NATO Must Adapt for a Dangerous New Era
At the North Atlantic Treaty Organization (NATO) Meeting of Heads of State and Government in London in December 2019, Alliance leaders asked the NATO Secretary General Jens Stoltenberg to undertake a Forward-Looking Reflection Process to assess ways to strengthen the political dimension of the NATO Alliance. To this end, in April 2020, Secretary General Stoltenberg appointed an independent Reflection Group co-chaired by Thomas de Maizière and A. Wess Mitchell and consisting of John Bew, Greta Bossenmaier, Anja Dalgaard-Nielsen, Marta Dassù, Anna Fotyga, Tacan Ildem, Hubert Védrine, and Herna Verhagen
NATO must adapt to prepare itself for a new era of strategic rivalry with China and Russia. That is the central message of a 67-page report that a group of 10 senior experts, which we co-chaired, delivered to NATO Secretary General Jens Stoltenberg in November 2020.
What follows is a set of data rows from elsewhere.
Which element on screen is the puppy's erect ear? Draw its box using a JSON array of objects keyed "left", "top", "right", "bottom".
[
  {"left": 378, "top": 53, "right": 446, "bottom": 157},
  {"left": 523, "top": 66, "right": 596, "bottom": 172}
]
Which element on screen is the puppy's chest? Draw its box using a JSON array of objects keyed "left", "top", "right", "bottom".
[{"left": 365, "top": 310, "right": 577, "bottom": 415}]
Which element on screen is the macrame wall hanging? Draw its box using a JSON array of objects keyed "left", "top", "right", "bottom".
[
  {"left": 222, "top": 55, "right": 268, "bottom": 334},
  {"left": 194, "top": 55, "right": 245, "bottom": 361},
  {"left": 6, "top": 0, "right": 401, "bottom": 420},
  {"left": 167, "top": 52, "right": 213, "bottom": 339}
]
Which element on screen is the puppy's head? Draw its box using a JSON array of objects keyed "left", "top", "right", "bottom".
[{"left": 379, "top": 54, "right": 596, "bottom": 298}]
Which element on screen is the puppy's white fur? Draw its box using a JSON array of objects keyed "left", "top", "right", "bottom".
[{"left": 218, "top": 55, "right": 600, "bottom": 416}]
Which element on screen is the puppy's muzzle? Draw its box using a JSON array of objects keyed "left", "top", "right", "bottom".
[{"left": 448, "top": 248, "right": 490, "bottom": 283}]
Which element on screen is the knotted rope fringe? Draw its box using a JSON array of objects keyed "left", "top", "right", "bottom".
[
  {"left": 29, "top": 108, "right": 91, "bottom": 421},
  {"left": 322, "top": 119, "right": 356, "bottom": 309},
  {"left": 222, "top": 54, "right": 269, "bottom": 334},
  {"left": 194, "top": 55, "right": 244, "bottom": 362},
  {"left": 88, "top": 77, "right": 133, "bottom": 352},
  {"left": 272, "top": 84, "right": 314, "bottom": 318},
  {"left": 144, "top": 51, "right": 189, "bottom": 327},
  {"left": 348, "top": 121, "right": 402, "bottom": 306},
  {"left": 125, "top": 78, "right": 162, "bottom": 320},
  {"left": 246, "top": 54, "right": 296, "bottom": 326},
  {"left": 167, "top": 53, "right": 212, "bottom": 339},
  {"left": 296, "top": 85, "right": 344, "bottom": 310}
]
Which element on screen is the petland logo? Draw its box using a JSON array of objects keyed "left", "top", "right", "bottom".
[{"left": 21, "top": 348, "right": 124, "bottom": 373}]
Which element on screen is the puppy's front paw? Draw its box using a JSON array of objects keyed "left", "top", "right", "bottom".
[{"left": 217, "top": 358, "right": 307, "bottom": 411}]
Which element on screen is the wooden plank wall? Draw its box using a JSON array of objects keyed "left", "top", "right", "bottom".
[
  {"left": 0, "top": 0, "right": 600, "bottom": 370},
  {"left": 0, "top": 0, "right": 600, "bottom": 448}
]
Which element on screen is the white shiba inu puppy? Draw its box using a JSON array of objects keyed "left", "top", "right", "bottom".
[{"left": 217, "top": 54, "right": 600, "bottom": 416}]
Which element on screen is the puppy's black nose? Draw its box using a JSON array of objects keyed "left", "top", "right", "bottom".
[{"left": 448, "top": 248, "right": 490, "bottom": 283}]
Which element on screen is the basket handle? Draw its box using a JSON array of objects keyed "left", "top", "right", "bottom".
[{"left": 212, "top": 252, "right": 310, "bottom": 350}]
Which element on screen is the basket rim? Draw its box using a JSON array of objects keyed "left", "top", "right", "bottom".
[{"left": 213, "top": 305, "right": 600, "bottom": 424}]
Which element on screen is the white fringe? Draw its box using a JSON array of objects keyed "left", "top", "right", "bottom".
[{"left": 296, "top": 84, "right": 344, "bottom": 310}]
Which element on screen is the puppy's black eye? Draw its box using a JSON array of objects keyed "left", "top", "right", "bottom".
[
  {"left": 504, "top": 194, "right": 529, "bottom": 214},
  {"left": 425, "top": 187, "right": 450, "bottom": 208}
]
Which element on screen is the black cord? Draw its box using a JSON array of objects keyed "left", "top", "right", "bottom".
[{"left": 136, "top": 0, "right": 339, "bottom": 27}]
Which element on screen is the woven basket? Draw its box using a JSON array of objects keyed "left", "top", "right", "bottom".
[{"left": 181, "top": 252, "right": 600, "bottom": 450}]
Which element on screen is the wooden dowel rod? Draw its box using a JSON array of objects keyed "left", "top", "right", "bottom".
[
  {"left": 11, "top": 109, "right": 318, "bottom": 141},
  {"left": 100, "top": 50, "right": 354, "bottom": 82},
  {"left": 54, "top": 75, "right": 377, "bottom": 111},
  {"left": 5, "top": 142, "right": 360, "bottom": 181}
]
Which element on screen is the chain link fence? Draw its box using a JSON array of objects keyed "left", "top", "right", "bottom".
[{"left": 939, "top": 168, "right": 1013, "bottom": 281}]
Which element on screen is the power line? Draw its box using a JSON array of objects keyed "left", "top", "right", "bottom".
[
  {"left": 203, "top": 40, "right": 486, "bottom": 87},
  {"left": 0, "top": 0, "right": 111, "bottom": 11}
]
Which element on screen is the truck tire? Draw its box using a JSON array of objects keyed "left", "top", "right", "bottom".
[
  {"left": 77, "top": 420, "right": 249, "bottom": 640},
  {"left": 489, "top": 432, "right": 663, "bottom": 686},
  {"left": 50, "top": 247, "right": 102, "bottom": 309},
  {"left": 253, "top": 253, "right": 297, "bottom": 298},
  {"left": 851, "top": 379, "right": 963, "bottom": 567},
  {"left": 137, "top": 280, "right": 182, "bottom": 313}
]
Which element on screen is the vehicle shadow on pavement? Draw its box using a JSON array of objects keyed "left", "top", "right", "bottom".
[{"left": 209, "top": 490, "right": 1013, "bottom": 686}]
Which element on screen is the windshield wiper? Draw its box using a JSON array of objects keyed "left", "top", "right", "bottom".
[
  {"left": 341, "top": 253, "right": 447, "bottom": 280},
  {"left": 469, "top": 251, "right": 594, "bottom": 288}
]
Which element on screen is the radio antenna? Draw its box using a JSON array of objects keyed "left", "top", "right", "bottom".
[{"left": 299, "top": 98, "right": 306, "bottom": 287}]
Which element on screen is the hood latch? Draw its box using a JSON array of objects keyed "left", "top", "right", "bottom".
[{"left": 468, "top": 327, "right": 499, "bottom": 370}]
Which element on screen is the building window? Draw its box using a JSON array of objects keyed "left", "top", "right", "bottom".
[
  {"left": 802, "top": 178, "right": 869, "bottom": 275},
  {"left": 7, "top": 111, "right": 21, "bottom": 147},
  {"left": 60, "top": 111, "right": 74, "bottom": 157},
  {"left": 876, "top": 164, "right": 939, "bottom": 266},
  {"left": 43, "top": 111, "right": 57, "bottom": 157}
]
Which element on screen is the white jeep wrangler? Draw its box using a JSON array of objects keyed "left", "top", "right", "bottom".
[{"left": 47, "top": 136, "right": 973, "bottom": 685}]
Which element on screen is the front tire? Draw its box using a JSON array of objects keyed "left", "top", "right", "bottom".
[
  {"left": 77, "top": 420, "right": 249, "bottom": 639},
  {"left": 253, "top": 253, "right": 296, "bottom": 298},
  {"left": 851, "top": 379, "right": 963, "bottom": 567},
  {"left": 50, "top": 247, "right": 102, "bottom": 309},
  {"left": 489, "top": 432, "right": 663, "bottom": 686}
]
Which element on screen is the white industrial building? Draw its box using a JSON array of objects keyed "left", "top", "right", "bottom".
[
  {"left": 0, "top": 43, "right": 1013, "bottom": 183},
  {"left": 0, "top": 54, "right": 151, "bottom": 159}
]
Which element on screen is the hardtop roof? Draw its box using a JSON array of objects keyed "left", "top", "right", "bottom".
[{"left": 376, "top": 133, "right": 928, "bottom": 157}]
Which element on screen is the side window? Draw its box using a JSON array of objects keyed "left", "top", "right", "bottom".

This new era will be both very different from and more dangerous than the comparatively stable world that NATO knew after the Cold War. Navigating it will require NATO to rethink its Strategic Concept, get serious about the threat from China, and develop a transatlantic agenda for emerging technologies. While prioritizing strategic competition with big-power rivals, NATO will also have to be capable of addressing transnational risks such as pandemics and climate change. All of this will require the alliance to reinvent itself as the central strategic platform for transatlantic cooperation.
Although none of this will be easy, NATO has shown throughout its history that it is capable of evolving in response to changing external conditions. To do so today, NATO allies will have to grasp the seriousness of the geopolitical changes underway, set strategic priorities that reflect the realities of the emerging environment, and show political will and follow-through in implementing tough reforms. We believe that NATO is up to this challenge, and that it has an opportunity and responsibility to overcome internal centrifugal forces and strengthen a stable and open international order. But the hour is late and the time to act is now.